First, you can always take a look at the brake pads yourself. If you can see the brake pad through your alloy wheel and can get a good sense of its thickness, then this can be your first line of protection against faulty brakes.
If you check the pad and gauge the thickness clearly, and you notice that there is only about 3-4mm of pad left, then it’s definitely time for a change. That’s typically the absolute minimum safe level. Even if it’s slightly thicker, you might consider a change if you notice any of the following signs below.
Second, you may notice unusual responsiveness. Faulty brakes or contaminated brake fluid can sometimes cause over sponginess or unusual hardness in the pedals when braking. If you notice that the responsiveness of the brakes has changed from its usual state, then that’s another classic warning sign.
While you may not have paid such close attention to the exact feel of your brakes, most drivers still get the feeling when something feels different, because it breaks with their established sub-conscious norm.
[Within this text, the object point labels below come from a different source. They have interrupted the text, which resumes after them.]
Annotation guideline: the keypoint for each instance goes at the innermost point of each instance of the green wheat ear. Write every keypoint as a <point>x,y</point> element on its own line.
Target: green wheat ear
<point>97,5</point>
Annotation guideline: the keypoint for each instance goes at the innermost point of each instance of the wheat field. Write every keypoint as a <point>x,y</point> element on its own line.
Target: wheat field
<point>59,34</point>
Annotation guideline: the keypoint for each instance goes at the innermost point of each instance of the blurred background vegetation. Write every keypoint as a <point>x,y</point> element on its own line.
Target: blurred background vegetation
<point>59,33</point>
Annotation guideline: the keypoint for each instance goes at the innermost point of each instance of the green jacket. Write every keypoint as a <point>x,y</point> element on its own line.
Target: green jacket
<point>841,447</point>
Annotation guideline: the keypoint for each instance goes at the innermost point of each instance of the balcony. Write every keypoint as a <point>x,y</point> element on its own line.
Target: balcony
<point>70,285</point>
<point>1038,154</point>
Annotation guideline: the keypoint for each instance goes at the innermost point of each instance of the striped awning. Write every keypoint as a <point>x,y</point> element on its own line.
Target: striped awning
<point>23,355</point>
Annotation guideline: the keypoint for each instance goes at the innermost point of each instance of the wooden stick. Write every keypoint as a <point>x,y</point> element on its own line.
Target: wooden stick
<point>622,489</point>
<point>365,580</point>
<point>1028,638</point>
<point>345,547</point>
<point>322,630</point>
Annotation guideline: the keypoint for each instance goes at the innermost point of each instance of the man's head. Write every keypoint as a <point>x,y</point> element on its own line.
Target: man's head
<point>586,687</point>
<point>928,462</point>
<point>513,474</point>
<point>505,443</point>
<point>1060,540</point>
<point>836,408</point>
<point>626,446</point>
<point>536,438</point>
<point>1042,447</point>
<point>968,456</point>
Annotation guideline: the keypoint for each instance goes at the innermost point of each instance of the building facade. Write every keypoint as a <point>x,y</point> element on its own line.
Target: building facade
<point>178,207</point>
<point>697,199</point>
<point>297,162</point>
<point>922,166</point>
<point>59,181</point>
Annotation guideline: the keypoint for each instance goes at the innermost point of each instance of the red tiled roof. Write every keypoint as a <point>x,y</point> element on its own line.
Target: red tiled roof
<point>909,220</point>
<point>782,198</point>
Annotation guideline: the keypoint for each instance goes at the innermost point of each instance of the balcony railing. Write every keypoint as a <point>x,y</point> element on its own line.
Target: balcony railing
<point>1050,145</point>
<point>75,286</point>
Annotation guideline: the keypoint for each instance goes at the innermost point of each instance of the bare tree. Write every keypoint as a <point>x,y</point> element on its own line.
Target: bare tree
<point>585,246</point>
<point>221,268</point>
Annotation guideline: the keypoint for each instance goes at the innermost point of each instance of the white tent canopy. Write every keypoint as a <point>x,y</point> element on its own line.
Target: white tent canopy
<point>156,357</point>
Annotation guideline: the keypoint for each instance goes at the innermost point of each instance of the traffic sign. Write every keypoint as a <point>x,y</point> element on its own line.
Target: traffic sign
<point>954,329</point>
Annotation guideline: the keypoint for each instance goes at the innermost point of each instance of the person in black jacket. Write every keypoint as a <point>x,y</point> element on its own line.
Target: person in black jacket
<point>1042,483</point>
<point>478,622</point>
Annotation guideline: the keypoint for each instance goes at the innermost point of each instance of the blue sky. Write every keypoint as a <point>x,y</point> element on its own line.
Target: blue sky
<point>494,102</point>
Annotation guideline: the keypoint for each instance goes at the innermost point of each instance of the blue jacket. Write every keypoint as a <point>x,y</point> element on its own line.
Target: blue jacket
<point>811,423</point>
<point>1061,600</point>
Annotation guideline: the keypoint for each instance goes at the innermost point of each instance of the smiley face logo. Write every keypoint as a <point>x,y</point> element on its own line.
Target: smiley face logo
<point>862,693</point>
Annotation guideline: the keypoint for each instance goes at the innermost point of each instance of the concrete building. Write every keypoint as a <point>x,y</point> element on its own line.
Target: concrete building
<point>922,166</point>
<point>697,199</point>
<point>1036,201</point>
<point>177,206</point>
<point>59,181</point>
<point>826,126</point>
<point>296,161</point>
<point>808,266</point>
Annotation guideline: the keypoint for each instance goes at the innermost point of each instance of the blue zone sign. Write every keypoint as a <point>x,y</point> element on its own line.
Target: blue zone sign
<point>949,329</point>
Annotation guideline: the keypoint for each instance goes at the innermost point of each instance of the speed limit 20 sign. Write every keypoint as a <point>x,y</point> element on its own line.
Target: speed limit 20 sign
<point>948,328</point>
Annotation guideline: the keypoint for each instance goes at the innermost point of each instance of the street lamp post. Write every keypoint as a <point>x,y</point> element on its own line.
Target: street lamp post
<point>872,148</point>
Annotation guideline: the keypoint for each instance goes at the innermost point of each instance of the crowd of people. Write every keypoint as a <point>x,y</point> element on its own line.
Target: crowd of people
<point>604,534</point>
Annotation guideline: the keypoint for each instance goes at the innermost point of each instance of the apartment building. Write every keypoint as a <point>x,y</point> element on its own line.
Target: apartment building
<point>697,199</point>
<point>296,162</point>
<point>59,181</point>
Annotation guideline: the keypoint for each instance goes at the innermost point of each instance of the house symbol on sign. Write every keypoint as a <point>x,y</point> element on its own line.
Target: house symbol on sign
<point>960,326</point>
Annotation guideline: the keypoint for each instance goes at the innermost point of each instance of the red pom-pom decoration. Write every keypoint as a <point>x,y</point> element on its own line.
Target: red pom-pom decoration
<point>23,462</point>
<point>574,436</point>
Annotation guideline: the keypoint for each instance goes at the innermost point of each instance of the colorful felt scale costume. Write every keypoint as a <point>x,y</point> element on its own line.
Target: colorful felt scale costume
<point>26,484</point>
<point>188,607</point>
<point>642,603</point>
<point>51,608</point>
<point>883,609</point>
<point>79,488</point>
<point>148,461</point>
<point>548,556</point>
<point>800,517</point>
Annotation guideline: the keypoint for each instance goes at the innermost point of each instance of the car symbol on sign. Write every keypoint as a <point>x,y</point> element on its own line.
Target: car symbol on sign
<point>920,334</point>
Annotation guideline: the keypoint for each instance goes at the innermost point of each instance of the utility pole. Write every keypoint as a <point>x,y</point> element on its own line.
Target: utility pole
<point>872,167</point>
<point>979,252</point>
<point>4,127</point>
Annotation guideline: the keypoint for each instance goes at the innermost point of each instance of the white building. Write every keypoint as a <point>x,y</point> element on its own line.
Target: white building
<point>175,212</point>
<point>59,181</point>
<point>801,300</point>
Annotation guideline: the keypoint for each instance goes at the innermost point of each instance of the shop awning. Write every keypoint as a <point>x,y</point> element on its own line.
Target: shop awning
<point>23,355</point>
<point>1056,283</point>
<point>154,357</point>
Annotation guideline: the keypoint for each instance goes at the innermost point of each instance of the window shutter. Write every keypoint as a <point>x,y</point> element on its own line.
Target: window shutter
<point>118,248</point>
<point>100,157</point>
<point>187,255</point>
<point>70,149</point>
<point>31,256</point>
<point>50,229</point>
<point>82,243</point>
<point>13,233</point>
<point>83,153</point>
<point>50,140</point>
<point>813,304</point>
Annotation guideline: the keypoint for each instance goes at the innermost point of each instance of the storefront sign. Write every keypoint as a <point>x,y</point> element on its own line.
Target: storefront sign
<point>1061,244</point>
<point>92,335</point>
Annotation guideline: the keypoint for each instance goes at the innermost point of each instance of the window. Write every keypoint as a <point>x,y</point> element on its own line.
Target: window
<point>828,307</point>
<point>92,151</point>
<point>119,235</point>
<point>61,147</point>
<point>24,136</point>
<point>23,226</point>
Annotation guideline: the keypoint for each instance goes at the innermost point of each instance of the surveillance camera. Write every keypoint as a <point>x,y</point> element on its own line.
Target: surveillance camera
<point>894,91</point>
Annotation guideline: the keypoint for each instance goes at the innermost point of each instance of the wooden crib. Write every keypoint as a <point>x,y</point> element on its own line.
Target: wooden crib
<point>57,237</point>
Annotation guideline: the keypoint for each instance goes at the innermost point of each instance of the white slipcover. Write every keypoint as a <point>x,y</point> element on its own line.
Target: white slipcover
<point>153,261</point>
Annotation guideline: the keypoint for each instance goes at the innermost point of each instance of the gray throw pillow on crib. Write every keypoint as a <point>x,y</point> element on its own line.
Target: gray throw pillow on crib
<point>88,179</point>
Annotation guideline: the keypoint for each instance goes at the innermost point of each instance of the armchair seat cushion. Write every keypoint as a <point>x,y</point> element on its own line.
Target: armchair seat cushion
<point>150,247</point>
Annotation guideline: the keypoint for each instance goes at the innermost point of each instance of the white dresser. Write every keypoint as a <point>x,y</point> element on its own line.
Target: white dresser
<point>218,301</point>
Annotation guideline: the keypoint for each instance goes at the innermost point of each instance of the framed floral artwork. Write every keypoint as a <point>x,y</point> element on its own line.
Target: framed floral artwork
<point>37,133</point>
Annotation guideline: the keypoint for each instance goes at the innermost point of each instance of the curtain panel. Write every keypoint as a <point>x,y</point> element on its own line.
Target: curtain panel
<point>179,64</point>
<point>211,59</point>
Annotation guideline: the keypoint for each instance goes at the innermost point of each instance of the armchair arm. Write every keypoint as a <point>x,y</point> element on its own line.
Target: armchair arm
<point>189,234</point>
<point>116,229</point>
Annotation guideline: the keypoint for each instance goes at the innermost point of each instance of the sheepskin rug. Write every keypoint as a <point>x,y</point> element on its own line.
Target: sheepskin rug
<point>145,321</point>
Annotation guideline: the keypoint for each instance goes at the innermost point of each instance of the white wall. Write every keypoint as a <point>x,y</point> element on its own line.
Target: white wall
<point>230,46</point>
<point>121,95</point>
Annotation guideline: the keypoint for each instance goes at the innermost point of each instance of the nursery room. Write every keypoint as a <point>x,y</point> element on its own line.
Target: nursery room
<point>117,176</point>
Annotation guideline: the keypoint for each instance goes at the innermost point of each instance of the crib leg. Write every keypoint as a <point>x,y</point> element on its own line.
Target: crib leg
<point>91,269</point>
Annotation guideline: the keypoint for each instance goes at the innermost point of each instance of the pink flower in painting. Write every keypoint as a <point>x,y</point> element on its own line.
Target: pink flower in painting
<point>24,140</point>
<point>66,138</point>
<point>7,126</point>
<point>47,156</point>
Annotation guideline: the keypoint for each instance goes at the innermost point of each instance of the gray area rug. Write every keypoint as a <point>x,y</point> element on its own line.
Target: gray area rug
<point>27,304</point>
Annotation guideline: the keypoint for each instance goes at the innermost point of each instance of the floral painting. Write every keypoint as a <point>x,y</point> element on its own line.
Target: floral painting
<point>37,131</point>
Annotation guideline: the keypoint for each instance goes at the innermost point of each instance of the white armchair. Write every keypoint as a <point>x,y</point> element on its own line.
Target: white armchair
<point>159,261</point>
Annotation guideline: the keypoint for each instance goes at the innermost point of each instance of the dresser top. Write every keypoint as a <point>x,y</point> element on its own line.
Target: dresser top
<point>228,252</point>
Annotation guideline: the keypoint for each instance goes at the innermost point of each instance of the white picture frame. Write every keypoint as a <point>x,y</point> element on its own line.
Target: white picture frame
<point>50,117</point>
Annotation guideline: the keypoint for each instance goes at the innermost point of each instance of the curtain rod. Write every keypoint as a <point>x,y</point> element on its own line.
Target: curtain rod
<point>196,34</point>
Third, there’s a vibrating or grinding noise. If you feel juddering vibration or hear deep grinding noises when you’re braking (especially when braking sharply), then it could be that your brake rotors are worn. This can turn into a very serious repair if left unattended, so think of the noise as a kind of alarm going off, warning you to seek assistance.
Next, you’re pulling to one side when braking. This one can be quite unsettling for drivers, but is at least a noticeable problem that can spur you to get help before things get worse. When your brake pads are worn unevenly, this can cause the car to veer slightly when you’re braking, since the two pads are working at different rates of efficacy.
It’s because of this problem that you should always replace your brake pads in pairs, and never individually.
Finally, your car may warn you of the need for a change in the brake pad. Your car’s dashboard should also have a brake pad warning light that will tell you when your brake pad is showing problems. It usually means that the pad is worn and in need of replacement. This is not a warning light to brush off as your car just being “over-sensitive.”
We all rightly fear our brakes failing us when we are out on the road, and especially when we are driving at speed. Take care of your brakes, and make sure you book you heed any and all of the warning signs we mentioned above. It might just save your life!